Overall, I felt this was overly long but other wise pretty good (with one major exception). I liked the characters, the world, the writing, the magic system and the story. I’m interested in going back and picking the series up at the beginning and reading the rest of it. All good things.

Here’s my one BIG exception. I understand that throughout history the age of majority has not always been what it is today and that people often married a lot earlier than we do now, which means having sex earlier. I even understand that in certain parts of the world this is still happening. I’m not a prude about sex and I get that this book is meant to be gritty.
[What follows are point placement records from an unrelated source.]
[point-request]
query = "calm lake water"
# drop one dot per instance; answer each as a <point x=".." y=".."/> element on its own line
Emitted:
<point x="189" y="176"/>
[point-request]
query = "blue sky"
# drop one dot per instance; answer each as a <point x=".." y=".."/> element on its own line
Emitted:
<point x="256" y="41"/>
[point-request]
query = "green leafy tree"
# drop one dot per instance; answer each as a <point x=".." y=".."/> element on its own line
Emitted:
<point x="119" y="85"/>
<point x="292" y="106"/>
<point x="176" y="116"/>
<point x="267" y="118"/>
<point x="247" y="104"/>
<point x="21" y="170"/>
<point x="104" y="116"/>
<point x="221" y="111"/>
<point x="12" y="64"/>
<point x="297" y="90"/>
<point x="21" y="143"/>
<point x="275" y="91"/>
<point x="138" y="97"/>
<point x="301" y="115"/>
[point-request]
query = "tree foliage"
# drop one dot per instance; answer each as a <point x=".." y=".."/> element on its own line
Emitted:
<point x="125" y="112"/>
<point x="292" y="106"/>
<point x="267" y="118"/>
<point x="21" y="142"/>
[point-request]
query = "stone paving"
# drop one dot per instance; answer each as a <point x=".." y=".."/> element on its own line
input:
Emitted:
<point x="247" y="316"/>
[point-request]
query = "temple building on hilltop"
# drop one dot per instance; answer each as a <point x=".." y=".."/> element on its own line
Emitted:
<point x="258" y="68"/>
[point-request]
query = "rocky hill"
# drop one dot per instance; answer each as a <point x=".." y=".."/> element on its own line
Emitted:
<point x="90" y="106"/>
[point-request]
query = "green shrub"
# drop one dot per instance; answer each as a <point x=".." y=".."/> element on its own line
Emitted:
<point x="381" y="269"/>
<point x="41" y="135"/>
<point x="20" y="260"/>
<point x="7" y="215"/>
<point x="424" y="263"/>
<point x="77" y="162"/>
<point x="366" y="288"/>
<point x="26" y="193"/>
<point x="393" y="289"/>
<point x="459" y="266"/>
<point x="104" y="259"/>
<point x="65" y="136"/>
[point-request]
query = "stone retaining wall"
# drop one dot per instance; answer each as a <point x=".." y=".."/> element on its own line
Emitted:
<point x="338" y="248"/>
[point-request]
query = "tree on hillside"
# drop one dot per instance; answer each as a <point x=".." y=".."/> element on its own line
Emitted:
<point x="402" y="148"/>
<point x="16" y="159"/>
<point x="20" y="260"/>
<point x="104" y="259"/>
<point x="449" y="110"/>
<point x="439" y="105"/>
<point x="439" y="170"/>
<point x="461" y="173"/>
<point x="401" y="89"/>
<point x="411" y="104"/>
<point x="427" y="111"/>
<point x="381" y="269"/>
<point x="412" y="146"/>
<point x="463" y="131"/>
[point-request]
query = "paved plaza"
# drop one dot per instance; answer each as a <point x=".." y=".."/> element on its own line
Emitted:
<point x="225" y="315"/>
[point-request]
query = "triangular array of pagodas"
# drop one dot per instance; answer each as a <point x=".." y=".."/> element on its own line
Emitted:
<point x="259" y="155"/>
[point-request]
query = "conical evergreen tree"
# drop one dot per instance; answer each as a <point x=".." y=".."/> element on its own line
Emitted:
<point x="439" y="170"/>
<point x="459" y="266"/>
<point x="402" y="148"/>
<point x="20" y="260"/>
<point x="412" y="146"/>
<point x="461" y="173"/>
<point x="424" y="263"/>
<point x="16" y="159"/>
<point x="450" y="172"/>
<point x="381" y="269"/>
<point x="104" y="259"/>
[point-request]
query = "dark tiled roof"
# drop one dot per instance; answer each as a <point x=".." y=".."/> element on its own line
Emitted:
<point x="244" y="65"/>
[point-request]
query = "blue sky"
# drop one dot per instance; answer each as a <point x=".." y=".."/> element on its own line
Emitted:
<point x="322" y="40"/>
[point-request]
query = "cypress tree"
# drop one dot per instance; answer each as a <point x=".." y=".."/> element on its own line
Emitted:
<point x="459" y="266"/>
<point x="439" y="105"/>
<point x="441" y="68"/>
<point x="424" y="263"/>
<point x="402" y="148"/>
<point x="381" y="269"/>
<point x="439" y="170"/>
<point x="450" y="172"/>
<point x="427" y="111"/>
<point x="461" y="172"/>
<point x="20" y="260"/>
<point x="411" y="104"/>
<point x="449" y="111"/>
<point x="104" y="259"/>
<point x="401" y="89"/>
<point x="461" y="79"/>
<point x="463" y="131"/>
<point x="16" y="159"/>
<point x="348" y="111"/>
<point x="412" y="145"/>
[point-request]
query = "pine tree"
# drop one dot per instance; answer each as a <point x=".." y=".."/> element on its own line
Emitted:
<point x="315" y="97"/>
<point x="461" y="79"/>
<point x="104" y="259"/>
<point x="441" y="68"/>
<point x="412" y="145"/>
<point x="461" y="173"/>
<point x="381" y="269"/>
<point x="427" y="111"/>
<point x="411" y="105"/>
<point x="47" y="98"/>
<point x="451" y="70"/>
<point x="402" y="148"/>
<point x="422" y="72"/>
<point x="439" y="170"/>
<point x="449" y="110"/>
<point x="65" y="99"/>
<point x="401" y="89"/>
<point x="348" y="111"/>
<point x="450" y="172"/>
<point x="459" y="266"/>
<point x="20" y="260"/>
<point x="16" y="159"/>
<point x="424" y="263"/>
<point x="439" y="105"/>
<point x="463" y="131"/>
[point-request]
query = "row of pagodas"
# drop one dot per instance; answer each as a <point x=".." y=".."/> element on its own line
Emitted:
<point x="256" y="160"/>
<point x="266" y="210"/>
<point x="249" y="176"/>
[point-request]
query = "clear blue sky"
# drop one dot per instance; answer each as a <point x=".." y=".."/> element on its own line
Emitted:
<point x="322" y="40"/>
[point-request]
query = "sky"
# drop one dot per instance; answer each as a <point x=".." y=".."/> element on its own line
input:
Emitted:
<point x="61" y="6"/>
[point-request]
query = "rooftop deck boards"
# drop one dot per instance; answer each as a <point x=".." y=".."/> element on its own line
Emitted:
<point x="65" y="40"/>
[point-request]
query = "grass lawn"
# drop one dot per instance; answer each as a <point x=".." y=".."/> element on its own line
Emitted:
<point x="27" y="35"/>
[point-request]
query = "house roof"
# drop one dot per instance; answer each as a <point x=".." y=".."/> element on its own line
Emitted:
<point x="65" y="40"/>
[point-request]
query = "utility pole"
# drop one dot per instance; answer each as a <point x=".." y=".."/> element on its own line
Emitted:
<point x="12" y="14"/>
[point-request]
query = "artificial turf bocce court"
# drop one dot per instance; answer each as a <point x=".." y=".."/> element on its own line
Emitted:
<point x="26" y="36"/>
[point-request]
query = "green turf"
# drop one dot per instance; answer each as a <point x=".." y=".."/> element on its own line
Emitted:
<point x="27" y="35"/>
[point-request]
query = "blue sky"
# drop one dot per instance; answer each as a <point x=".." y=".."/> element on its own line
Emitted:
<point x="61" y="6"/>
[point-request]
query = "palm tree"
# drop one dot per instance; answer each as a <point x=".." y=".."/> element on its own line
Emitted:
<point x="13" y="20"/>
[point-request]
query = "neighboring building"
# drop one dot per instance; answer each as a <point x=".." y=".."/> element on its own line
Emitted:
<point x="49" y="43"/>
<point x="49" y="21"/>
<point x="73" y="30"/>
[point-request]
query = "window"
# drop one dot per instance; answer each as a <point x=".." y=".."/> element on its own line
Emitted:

But after the 11-year-old boy gets repeatedly raped (one of many), another uses sex as bait, 2 8-year-old prostitutes offer debasing sex acts, the 15-year-old’s sexy body is described in detail as she attempts to consummate her marriage, and the mere existence of child brothels as a practice, as well as several other vaguer references, I just started to feel a little contaminated and dirty. It was just constantly there. Never told in glorified, titillating detail, but always present. And that was just sex, there was of course the constant reality of violence and starvation too. It was too much for me.
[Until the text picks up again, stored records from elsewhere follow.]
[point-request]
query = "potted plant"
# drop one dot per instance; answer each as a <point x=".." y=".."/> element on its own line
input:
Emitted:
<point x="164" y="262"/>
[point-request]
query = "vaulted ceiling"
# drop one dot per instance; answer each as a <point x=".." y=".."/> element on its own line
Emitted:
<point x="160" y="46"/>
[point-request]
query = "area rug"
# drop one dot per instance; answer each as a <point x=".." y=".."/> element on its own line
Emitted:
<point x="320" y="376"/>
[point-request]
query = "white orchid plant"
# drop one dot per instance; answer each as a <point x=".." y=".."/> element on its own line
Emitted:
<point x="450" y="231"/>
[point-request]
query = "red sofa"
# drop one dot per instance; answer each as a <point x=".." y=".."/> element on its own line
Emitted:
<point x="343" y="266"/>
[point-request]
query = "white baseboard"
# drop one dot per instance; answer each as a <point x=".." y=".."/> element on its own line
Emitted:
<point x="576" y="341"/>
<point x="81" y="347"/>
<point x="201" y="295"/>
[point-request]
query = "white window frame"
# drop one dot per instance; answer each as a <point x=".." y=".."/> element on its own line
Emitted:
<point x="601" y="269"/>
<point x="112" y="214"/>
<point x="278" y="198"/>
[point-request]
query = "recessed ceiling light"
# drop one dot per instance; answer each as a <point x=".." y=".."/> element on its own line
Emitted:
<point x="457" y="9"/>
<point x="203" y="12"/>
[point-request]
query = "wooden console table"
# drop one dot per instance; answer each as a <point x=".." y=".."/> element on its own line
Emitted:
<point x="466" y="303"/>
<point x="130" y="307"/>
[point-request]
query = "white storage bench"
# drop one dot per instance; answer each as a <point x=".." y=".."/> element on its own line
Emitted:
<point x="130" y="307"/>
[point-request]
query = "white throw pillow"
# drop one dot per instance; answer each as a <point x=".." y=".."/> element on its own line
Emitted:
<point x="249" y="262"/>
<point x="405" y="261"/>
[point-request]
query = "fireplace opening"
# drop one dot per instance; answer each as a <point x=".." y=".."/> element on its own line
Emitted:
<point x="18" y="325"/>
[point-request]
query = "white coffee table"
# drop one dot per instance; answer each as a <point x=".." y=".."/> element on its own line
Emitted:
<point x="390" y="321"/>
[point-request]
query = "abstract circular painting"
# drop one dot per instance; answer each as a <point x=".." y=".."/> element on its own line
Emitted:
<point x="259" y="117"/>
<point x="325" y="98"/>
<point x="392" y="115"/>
Similarly, no female characters exist outside of their sex. They’re either prostitutes, mistresses, exceptional virgins, or being used for political bargaining chips. Epic fantasy has a long history of this, but it’s still aways disappointing to find.
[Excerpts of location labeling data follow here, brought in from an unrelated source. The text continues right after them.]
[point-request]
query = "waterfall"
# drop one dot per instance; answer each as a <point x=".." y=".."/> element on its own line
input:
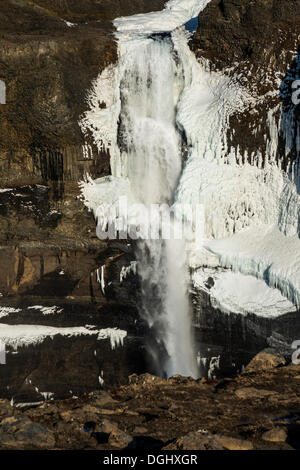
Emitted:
<point x="151" y="154"/>
<point x="139" y="126"/>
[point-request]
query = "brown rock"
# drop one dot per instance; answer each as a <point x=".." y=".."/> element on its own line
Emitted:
<point x="119" y="439"/>
<point x="275" y="435"/>
<point x="140" y="430"/>
<point x="251" y="392"/>
<point x="108" y="426"/>
<point x="231" y="443"/>
<point x="197" y="440"/>
<point x="144" y="379"/>
<point x="19" y="432"/>
<point x="265" y="360"/>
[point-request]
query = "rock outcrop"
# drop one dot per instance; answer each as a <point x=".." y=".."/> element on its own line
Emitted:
<point x="176" y="415"/>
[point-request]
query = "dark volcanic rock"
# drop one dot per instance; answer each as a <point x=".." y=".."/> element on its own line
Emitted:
<point x="256" y="43"/>
<point x="164" y="414"/>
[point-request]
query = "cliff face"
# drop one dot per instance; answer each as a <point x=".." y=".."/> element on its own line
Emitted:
<point x="256" y="44"/>
<point x="51" y="51"/>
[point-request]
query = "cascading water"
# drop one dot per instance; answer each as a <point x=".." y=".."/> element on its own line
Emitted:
<point x="146" y="160"/>
<point x="157" y="89"/>
<point x="151" y="155"/>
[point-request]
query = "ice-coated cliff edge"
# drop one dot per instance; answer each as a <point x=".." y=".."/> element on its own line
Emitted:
<point x="251" y="204"/>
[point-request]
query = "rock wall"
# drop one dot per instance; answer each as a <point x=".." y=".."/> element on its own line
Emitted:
<point x="255" y="43"/>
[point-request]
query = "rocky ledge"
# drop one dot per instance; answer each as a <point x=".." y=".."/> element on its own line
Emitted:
<point x="257" y="410"/>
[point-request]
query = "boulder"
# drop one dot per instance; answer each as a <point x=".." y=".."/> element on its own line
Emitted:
<point x="275" y="435"/>
<point x="196" y="440"/>
<point x="251" y="392"/>
<point x="19" y="432"/>
<point x="119" y="439"/>
<point x="231" y="443"/>
<point x="267" y="359"/>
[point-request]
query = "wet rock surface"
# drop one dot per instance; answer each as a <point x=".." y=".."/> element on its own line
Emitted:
<point x="256" y="43"/>
<point x="175" y="414"/>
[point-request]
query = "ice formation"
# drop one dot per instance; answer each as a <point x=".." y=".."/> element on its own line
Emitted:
<point x="18" y="336"/>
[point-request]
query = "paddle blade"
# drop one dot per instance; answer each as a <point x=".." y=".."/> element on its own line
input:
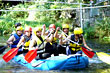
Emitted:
<point x="90" y="54"/>
<point x="10" y="54"/>
<point x="30" y="55"/>
<point x="2" y="49"/>
<point x="103" y="57"/>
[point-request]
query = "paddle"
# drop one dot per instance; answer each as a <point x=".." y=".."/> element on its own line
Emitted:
<point x="101" y="55"/>
<point x="90" y="54"/>
<point x="10" y="54"/>
<point x="2" y="48"/>
<point x="33" y="53"/>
Outside of that one biggy, I consider this a win and look forward to reading more of Weeks work.

Review of Ghachar Ghochar, by Vivek Shanbhag

I won a copy of Vivek Shanbhag‘s Ghachar Ghochar through Goodreads.

Description:
For readers of Akhil Sharma, Mohsin Hamid, and Teju Cole, a haunting, masterly novel about a family splintered by success in rapidly changing India.

A young man’s close-knit family is nearly destitute when his uncle founds a successful spice company, changing their fortunes overnight. As they move from a cramped, ant-infested shack to a larger house on the other side of Bangalore, and try to adjust to a new way of life, allegiances realign; marriages are arranged and begin to falter; and conflict brews ominously in the background. Things become “ghachar ghochar” – a nonsense phrase uttered by one of the characters that comes to mean something tangled beyond repair, a knot that can’t be untied.

Review:
Interesting, I think that’s the right way to explain my thoughts on this book. It’s an interesting look into the lives of a somewhat dysfunctional family. But it also leaves you wondering and speculating at the end. What really happened? Did anything really happen. If it did, who is responsible and who actually knows.

Ghachar Ghochar is a quick read, but packs a lot of punch in it’s pages. Well worth picking up.